The music that survived the Holocaust helps us to deepen the ways in which we remember its victims and the ways in which we pass on their memory. After all, it is we who are the future generations, confronted with the challenge to remember not only what was done to the victims, but how they responded as human beings to the realities they faced.

The musical compositions that have survived are a unique legacy: fragments of shared ideas and interpretation from communities that otherwise left few traces. The songs reveal to us the thoughts victims had about those who held power over them, the horrific realities about which they sang to their children, how they tried to distract themselves with memories of home or dreams of freedom, and how they imagined they would be remembered. The songs help us to think about the victims as human beings, unsure of what was happening to them and full of conflicting wishes, hopes, fears and expectations.

It is my hope that we can begin to revive some of these extraordinary musical works in our own commemoration of the Holocaust — at our ceremonies, in our choirs, in our classrooms — as a way of giving voice to the victims. Let us think of these artefacts as monuments to those who were destroyed: musical monuments that allow each of us to reflect on the legacy of the Holocaust for our present and future world.

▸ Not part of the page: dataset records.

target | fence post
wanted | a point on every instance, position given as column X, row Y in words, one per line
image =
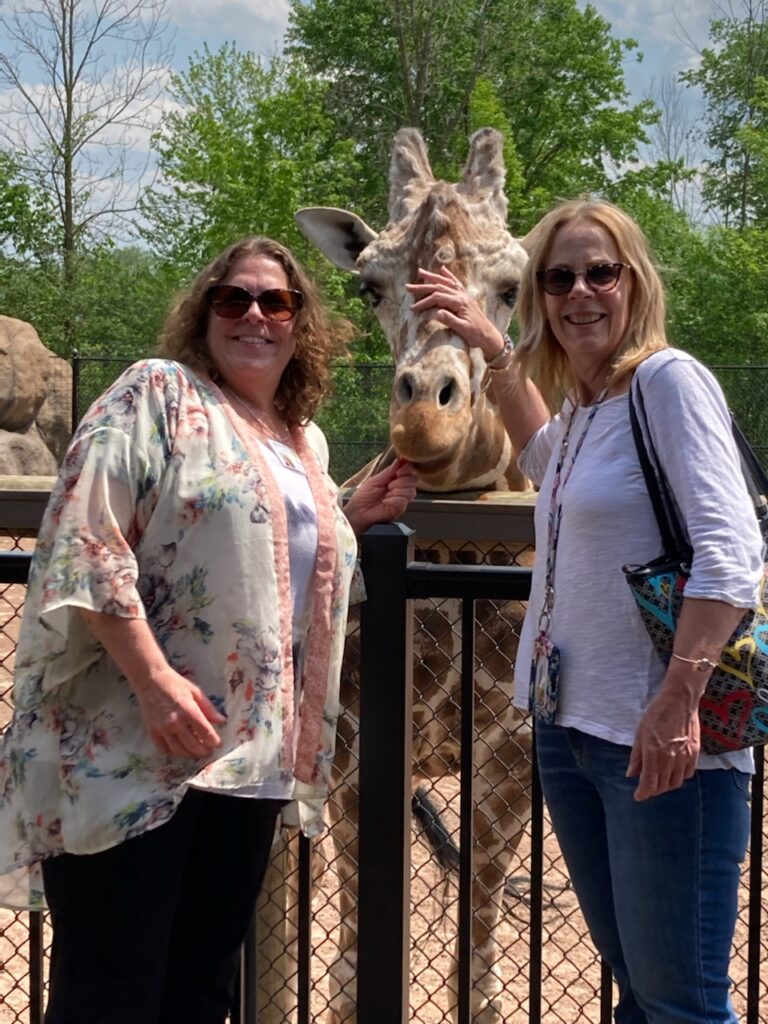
column 76, row 365
column 385, row 764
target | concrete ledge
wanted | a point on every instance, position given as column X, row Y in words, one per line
column 23, row 501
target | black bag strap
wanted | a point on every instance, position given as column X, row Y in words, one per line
column 674, row 541
column 755, row 476
column 673, row 532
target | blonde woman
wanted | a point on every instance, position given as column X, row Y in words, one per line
column 652, row 830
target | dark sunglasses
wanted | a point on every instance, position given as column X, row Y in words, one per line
column 601, row 278
column 231, row 302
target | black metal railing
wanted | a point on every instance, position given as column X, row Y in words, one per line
column 392, row 583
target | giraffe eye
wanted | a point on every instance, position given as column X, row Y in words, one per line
column 370, row 292
column 509, row 295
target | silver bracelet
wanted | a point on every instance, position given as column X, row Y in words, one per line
column 504, row 356
column 699, row 664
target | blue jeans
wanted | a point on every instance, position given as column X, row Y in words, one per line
column 656, row 881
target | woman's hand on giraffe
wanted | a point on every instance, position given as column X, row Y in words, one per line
column 442, row 292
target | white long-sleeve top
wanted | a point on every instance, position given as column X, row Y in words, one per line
column 609, row 670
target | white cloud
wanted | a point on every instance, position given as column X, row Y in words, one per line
column 253, row 25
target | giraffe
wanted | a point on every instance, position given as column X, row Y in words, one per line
column 443, row 419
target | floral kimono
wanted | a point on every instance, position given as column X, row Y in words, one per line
column 166, row 510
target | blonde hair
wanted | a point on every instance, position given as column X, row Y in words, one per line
column 540, row 354
column 318, row 337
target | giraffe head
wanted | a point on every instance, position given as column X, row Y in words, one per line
column 441, row 416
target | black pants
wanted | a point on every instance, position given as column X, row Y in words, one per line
column 148, row 932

1 http://holocaustmusic.ort.org/places/ghettos/lodz/nit-kayn-rozhinkes/

2 http://holocaustmusic.ort.org/places/camps/music-early-camps/moorsoldatenlied/

3 http://holocaustmusic.ort.org/places/ghettos/vilna/zog-nit-keynmol/

4 http://holocaustmusic.ort.org/memory/memorials0/europe-during-war0/


Discussion Questions

  1. In her paper, Shirli Gilbert discusses the role that music played in the lives of people in the ghettos and concentration camps across Nazi-occupied Europe during the Holocaust.  How did music provide comfort and hope? How did music offer a way for people in ghettos and concentration camps express themselves while living in inhuman conditions?
  2. What kinds of songs were composed and performed created during the Holocaust? Which specific examples are most significant to you?
  3. The history of music is filled with examples of songs that tell stories about sadness, loss, love, survival and faith. Can you think of some examples of songs that you have heard that tell an emotional story? How does the music created in the ghettos and camps during the Holocaust help us remember the victims of the Holocaust and pass on their legacy?
  4. Shirli Gilbert says that this music is a way of “giving voice to the victims”. (Listen to one of the songs).  How does listening to recordings of the youthful voices of Holocaust survivors made right after the war help you comprehend what these people went through? How might these recordings help address the root causes of intolerance?
  5. How can listening to these extraordinary musical works – what Ms. Gilbert calls musical monuments -- help us become more tolerant of people different from ourselves? How can this music help us reduce our own prejudices?

 


The discussion papers series provides a forum for individual scholars on the Holocaust and the averting of genocide to raise issues for debate and further study. These writers, representing a variety of cultures and backgrounds, have been asked to draft papers based on their own perspective and particular experiences.
The views expressed by the individual scholars do not necessarily reflect those of the United Nations.